Issue (i): Whether income derived from fisheries and from land used for stacking timber in permanently settled estates was exempt as agricultural income under the Income-tax Act, 1922.
Analysis: The definition of agricultural income in Section 2(1)(a) extends to rent or revenue derived from land used for agricultural purposes and to income derived from agricultural operations. Income from fisheries is not derived from agriculture or from land used for agricultural purposes merely because the fisheries are situate within permanently settled estates. Likewise, land let for stacking timber is used by timber contractors for felling, stacking, transporting, and selling timber, which is a business use and not an agricultural use within the statutory definition.
Conclusion: The claim to exemption under the agricultural income definition failed; the income was not agricultural income.
Issue (ii): Whether the charging provisions of the Income-tax Act, 1922 operated to tax such income notwithstanding the Permanent Settlement Regulations of 1793 and 1819.

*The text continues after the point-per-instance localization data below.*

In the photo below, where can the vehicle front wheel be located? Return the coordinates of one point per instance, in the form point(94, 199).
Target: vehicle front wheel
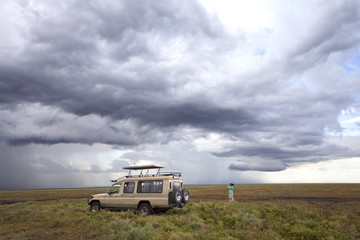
point(95, 207)
point(145, 209)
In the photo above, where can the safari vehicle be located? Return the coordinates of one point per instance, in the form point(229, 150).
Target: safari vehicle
point(145, 192)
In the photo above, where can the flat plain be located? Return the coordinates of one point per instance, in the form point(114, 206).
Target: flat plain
point(260, 211)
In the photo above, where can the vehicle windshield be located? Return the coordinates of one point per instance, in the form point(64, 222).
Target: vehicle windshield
point(114, 189)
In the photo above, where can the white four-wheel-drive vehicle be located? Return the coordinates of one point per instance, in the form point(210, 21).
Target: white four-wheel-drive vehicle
point(145, 192)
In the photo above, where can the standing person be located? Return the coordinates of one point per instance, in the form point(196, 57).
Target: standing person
point(231, 192)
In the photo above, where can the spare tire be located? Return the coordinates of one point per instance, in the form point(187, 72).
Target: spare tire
point(185, 194)
point(176, 197)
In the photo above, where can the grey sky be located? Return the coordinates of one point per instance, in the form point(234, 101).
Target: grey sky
point(88, 87)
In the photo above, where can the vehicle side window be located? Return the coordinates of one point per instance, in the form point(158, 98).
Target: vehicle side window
point(114, 189)
point(150, 186)
point(129, 187)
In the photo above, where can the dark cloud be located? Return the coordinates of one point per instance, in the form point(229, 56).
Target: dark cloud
point(135, 73)
point(256, 165)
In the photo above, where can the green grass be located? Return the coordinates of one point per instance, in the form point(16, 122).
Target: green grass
point(265, 218)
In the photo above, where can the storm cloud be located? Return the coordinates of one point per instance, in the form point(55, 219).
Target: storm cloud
point(135, 74)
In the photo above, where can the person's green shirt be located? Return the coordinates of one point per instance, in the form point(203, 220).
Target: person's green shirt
point(231, 189)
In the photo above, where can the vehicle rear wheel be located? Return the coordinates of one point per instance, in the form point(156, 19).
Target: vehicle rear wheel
point(176, 197)
point(145, 209)
point(185, 195)
point(95, 207)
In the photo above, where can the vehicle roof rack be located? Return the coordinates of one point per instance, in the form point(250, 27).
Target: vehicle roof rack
point(147, 173)
point(142, 167)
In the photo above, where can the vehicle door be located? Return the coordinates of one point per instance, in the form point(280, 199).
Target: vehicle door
point(127, 196)
point(112, 199)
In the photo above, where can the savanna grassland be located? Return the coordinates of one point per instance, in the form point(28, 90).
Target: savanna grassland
point(274, 211)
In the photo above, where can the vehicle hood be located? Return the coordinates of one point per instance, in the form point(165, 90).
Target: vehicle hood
point(100, 195)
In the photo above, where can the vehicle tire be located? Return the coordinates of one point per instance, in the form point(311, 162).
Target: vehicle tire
point(176, 197)
point(185, 195)
point(95, 207)
point(145, 209)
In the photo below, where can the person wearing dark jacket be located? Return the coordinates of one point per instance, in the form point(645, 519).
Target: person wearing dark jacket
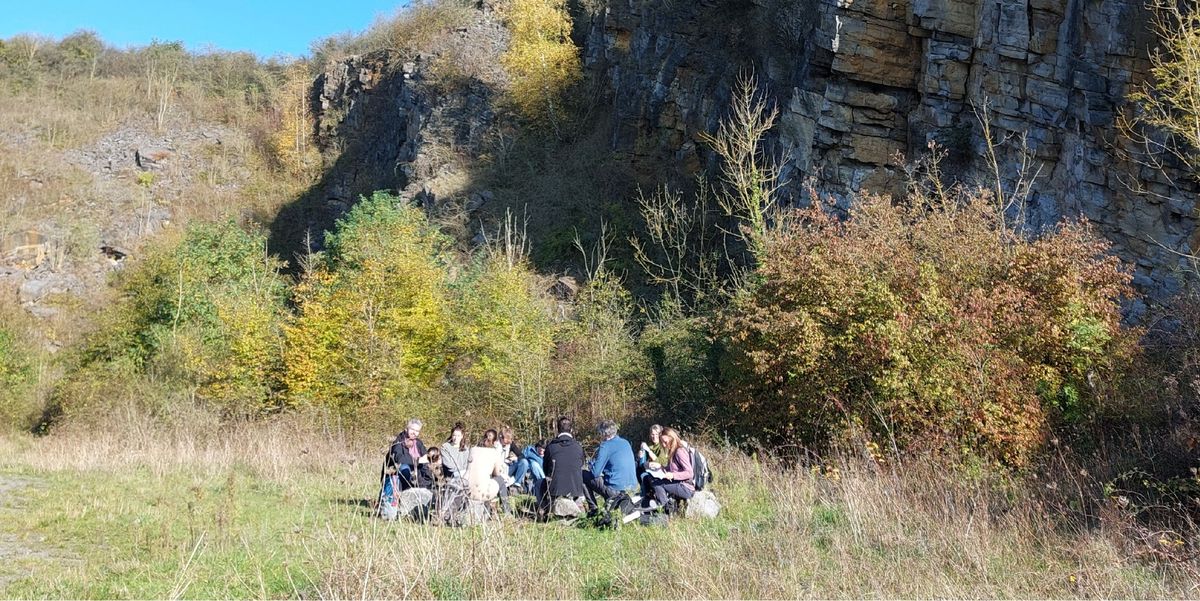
point(564, 466)
point(405, 455)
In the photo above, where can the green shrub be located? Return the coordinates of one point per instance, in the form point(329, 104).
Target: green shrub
point(375, 318)
point(205, 311)
point(936, 329)
point(599, 364)
point(507, 336)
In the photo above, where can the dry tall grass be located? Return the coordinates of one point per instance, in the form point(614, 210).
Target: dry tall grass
point(855, 530)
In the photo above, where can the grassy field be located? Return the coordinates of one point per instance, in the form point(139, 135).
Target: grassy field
point(280, 511)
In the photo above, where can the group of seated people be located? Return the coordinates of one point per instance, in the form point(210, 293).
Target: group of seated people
point(496, 467)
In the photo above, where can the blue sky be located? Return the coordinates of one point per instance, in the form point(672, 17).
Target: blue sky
point(264, 26)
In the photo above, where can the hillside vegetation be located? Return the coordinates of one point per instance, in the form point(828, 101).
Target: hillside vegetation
point(911, 396)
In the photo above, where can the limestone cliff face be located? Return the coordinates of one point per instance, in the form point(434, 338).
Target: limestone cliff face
point(859, 80)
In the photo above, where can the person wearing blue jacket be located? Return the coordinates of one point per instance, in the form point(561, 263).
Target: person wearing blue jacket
point(534, 454)
point(613, 469)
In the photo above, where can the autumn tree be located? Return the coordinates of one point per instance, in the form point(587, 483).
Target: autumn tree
point(292, 140)
point(541, 60)
point(1165, 118)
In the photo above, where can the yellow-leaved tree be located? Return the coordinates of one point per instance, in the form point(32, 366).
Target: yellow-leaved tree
point(541, 60)
point(292, 142)
point(373, 325)
point(507, 332)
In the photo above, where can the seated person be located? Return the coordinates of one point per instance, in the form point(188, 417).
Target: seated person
point(564, 468)
point(487, 473)
point(406, 450)
point(533, 454)
point(673, 481)
point(454, 451)
point(517, 466)
point(613, 467)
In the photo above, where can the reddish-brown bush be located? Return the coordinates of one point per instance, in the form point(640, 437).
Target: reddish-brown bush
point(939, 329)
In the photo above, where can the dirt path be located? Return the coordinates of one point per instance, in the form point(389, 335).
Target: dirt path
point(16, 551)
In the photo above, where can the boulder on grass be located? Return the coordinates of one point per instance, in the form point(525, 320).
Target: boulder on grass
point(703, 504)
point(567, 508)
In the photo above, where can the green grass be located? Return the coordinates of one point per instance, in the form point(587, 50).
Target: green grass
point(133, 526)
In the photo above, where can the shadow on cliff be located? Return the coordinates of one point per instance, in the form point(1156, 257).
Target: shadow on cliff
point(367, 140)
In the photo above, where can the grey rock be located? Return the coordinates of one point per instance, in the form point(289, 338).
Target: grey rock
point(703, 504)
point(567, 508)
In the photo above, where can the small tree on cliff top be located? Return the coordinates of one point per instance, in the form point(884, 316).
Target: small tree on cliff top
point(541, 59)
point(1167, 119)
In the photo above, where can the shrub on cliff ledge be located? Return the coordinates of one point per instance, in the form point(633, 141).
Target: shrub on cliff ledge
point(937, 329)
point(203, 311)
point(375, 317)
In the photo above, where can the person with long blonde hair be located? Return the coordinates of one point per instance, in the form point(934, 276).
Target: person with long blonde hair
point(675, 482)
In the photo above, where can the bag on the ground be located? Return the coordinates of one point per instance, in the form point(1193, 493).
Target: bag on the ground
point(453, 502)
point(654, 518)
point(389, 497)
point(701, 475)
point(612, 512)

Analysis: The Court treated the question as one of statutory construction. It held that the Permanent Settlement created important rights as to public demand, but the later income-tax legislation used general charging language intended to reach all income unless expressly exempted. The Court found no clear indication that the Legislature had intended to carve out a further implied exemption for all income from permanently settled estates, and it declined to read the Regulations as an independent and overriding tax exemption against the Income-tax Act.
Conclusion: The charging provisions of the Income-tax Act, 1922 applied, and the Permanent Settlement Regulations did not create a further exemption from income-tax for the income in question.
Final Conclusion: The Reference was answered so that the disputed income from fisheries and from land used for stacking timber was held taxable under the Income-tax Act, 1922.
Ratio Decidendi: In a taxing statute, liability must be found within the clear words of the enactment, and a prior special settlement or exemption will not be treated as overriding a later general charging provision unless the later statute clearly evinces an intention to preserve or incorporate that exemption.